A few years ago, a friend just started singing the “regular” rendition and said he learned it as a camp song. Little did he know I had learned the tougher version. BWA-HA-HA !!!

So, I sang “My old man’s an anthropologist, whatta you think about that?” and “My old man’s a refrigerator repairman”.

… and every Saturday evening he reads the “Refrigerator Repairman’s News”.

Of course my friend said, 'where the Hell did you go to camp?" :slight_smile:

I knew a similar version.
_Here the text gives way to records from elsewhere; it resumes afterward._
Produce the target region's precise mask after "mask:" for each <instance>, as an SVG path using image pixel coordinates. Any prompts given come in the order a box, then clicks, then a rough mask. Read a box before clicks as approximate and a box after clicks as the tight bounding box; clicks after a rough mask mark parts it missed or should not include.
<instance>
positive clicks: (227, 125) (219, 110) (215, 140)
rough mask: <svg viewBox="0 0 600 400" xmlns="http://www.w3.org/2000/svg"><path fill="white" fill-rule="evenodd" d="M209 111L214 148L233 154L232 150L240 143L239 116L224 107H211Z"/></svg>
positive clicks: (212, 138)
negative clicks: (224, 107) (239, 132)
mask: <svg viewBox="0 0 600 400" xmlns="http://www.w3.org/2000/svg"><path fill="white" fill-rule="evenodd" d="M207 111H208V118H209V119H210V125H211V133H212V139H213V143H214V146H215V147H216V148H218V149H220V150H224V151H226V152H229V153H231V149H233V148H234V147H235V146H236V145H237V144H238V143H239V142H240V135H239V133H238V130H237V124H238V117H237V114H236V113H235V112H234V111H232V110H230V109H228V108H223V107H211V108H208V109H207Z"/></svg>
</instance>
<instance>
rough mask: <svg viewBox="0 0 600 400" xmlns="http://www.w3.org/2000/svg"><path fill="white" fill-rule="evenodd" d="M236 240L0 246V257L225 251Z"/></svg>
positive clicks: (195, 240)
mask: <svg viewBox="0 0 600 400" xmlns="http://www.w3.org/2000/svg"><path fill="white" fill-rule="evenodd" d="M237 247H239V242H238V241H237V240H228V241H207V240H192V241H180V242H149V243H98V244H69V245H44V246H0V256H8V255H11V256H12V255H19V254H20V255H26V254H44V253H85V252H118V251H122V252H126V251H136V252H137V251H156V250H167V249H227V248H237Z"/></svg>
Let’s see, time to dredge through old summer camp memories:

One fat hen
And a couple of ducks
Three baby brown bears
Four rapid running hares
Five fat fidgety felines
Six simple Simons selling salt in Siam
Seven slimy sailors sniffing snoose
Eight elongated elephants elevating up and escaltor
Nine nasty nose nimbryoes nibbling on the noses of nine nasty nose nimbryots
Ten two-ton two-tone transcontinental trucks (with trailers) travelling from Tallahasse Tenness to Tyler Texas on two tanks of Texaco and twenty-two terrible tires!

Whew. I know 9 makes no sense whatsoever, but it seemed so logical when I was like 7 years old.

It’s a type of status, as in status quo. :wink:

“My old man’s a cotton-pickin’, finger-lickin’, chicken-plucker, whadda ya think about that?”

“I think you better be careful on this verse… this is a family show!”